Introduction: In this article we will discuss the treatment of following discounts under GST :
- Discounts at the time of supply/sale
- Post-sale discounts
- Discount agreed at the time of supply/sale
- Discount not agreed at the time of supply/sale
As per section 15(3) of CGST Act, 2017 the value of supply shall not include any discount which is given
(a) before or at the time of the supply if such discount has been duly recorded in the invoice issued in respect of such supply; and
(b) after the supply has been effected, if
(i) such discount is established in terms of an agreement entered into at or before the time of such supply and specifically linked to relevant invoices; and (ii) input tax credit as is attributable to the discount on the basis of document issued by the supplier has been reversed by the recipient of the supply.
Discounts at the time of supply/sale :
Since the discounts given at the time of supply are duly recorded in the invoice issued in respect of such supply, therefore, these will be deducted from the value of supply and GST will not be levied on the same.
Post-sale Discounts :
Discount agreed at the time of supply/sale :
For example- Ram ltd. has entered in an agreement with Sohan Ltd. that if Sohan Ltd. will purchase 200 kg raw material in first three months then it will provide an additional discount of Rs. 10 per KG on goods already sold.

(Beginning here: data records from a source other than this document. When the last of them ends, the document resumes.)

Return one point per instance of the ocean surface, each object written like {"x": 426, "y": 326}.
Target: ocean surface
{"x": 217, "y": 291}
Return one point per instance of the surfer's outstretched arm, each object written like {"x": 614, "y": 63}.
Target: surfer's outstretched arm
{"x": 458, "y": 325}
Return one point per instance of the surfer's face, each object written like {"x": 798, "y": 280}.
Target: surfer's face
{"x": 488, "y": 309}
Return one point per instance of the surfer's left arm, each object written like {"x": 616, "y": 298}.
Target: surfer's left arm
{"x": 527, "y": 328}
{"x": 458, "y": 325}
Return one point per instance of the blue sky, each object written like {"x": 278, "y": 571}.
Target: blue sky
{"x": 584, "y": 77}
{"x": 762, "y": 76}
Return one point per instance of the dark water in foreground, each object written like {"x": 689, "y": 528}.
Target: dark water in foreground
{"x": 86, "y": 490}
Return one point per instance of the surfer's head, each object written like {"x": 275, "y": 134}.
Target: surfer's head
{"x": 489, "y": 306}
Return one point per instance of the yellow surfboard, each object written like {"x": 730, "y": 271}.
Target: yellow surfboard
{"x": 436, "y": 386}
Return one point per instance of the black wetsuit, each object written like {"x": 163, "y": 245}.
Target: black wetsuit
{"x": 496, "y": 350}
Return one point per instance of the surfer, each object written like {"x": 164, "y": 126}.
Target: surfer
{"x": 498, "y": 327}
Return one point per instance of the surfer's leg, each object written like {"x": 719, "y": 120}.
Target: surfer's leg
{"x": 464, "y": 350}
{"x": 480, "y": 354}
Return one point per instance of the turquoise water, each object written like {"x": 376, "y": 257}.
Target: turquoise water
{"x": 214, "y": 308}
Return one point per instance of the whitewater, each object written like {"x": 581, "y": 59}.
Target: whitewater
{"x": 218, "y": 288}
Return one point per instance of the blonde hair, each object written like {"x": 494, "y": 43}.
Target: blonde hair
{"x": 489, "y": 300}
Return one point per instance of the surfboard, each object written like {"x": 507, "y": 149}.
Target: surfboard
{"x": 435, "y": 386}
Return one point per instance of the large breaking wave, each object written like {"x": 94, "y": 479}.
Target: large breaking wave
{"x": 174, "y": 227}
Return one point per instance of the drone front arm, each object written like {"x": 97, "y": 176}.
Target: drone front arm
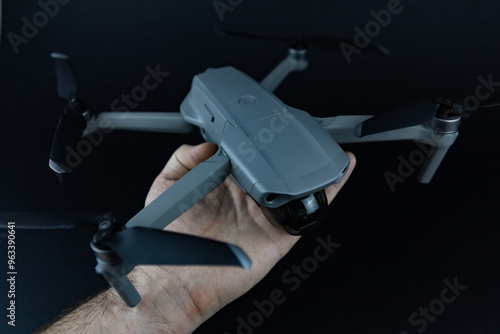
{"x": 295, "y": 61}
{"x": 342, "y": 129}
{"x": 169, "y": 122}
{"x": 184, "y": 193}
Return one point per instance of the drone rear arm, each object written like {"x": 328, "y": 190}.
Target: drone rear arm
{"x": 342, "y": 129}
{"x": 295, "y": 61}
{"x": 169, "y": 122}
{"x": 184, "y": 193}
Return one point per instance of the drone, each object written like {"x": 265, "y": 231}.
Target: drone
{"x": 282, "y": 157}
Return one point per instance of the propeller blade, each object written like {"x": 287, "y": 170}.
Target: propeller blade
{"x": 69, "y": 132}
{"x": 139, "y": 245}
{"x": 320, "y": 42}
{"x": 491, "y": 105}
{"x": 417, "y": 113}
{"x": 67, "y": 83}
{"x": 49, "y": 220}
{"x": 225, "y": 32}
{"x": 331, "y": 44}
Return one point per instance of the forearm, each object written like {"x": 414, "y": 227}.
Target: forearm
{"x": 166, "y": 307}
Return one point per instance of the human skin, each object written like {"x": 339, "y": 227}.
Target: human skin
{"x": 177, "y": 299}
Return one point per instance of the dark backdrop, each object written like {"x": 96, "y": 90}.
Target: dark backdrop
{"x": 397, "y": 248}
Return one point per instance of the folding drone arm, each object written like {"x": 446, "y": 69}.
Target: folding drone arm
{"x": 168, "y": 122}
{"x": 184, "y": 193}
{"x": 295, "y": 61}
{"x": 342, "y": 129}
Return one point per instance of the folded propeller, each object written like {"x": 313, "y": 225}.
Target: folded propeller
{"x": 72, "y": 121}
{"x": 326, "y": 43}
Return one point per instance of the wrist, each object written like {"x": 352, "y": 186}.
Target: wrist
{"x": 166, "y": 303}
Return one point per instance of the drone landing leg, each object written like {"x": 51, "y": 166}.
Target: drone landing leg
{"x": 184, "y": 193}
{"x": 295, "y": 61}
{"x": 169, "y": 122}
{"x": 116, "y": 275}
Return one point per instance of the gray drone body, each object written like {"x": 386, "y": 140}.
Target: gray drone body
{"x": 277, "y": 153}
{"x": 281, "y": 156}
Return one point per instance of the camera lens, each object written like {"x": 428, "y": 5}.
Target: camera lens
{"x": 301, "y": 215}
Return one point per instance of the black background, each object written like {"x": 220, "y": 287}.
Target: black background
{"x": 396, "y": 247}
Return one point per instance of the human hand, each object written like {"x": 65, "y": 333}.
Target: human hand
{"x": 226, "y": 214}
{"x": 177, "y": 299}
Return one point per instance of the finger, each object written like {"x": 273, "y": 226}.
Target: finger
{"x": 334, "y": 189}
{"x": 180, "y": 163}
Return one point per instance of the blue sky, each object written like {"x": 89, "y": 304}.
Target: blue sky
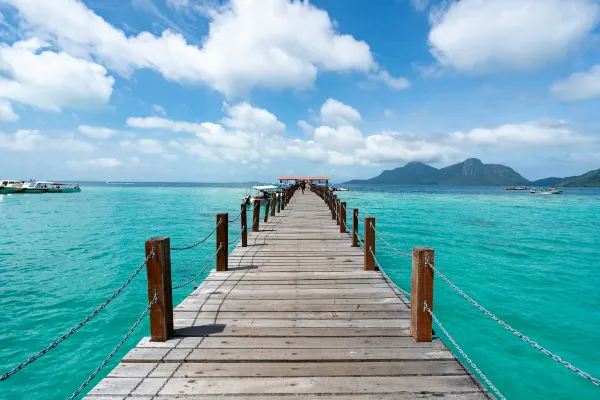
{"x": 207, "y": 90}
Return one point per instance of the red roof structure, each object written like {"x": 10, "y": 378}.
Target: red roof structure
{"x": 303, "y": 178}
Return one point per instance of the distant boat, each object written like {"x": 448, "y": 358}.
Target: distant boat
{"x": 545, "y": 191}
{"x": 49, "y": 187}
{"x": 515, "y": 188}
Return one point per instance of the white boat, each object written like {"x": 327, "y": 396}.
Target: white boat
{"x": 49, "y": 187}
{"x": 10, "y": 187}
{"x": 545, "y": 191}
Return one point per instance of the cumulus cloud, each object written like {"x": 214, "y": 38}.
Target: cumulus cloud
{"x": 34, "y": 140}
{"x": 269, "y": 43}
{"x": 578, "y": 86}
{"x": 534, "y": 134}
{"x": 49, "y": 80}
{"x": 334, "y": 112}
{"x": 7, "y": 114}
{"x": 95, "y": 163}
{"x": 97, "y": 132}
{"x": 476, "y": 36}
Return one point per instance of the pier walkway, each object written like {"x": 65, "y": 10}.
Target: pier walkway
{"x": 295, "y": 316}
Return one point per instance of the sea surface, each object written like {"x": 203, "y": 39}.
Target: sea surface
{"x": 534, "y": 261}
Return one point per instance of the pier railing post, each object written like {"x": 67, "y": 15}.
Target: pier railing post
{"x": 267, "y": 204}
{"x": 158, "y": 270}
{"x": 343, "y": 217}
{"x": 273, "y": 204}
{"x": 355, "y": 228}
{"x": 369, "y": 243}
{"x": 244, "y": 226}
{"x": 255, "y": 216}
{"x": 421, "y": 292}
{"x": 222, "y": 241}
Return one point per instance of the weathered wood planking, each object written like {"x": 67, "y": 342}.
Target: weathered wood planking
{"x": 295, "y": 316}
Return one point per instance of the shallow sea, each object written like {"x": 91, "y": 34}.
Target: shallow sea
{"x": 532, "y": 260}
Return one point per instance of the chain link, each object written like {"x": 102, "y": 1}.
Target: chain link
{"x": 462, "y": 353}
{"x": 534, "y": 344}
{"x": 31, "y": 359}
{"x": 389, "y": 245}
{"x": 201, "y": 241}
{"x": 112, "y": 353}
{"x": 201, "y": 272}
{"x": 404, "y": 292}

During first three months Sohan Ltd. achieved the target and it was eligible for an additional discount of Rs. 2000/-. Now what will be the treatment of this case under GST?
As per the provisions of sub-section (1) of section 34 CGST Act, 2017, Credit note can be issued when
‘Where one or more tax invoices have been issued for supply of any goods or services or both and the taxable value or tax charged in that tax invoice is found to exceed the taxable value or tax payable in respect of such supply, or where the goods supplied are returned by the recipient, or where goods or services or both supplied are found to be deficient, the registered person, who has supplied such goods or services or both, may issue to the recipient one or more credit notes for supplies made in a financial year containing such particulars as may be prescribed.’
In this case, since there was an agreement at the time of supply and the discount is specifically linked to relevant invoices therefore, this will fall in the purview of section 15(3)(b).
Further, it has also been found that the excessive taxable value has been charged by the supplier. Therefore, the supplier will be required to issue a Credit Note under section 34(1) and the recipient of goods is required to reverse the ITC attributable to such discount.
Discount NOT agreed at the time of supply/sale :
Sometimes, there are some discounts which are not known at the time of supply or are offered after the supply is already over.
For example, M/s A supplies 10000 packets of biscuits to M/s B at Rs. 10/- per packet. Afterwards M/s A re-values it at Rs. 9/- per packet. Subsequently, M/s A issues credit note to M/s B for Rs. 1/- per packet.
In this case, since the discount is not known at the time of supply of goods, a question may arise whether credit note under sub-section (1) of section 34 of the CGST Act can be issued in such cases even if the conditions laid down in clause (b) of sub-section (3) of section 15 of the said Act are not satisfied.
The same has been clarified by the CBIC vide Circular No. 92/11/2019-GST dated 7th March, 2019 that financial / commercial credit note(s) can be issued by the supplier even if the conditions mentioned in clause (b) of sub-section (3) of section 15 of the said Act are not satisfied. In other words, credit note(s) can be issued as a commercial transaction between the two contracting parties.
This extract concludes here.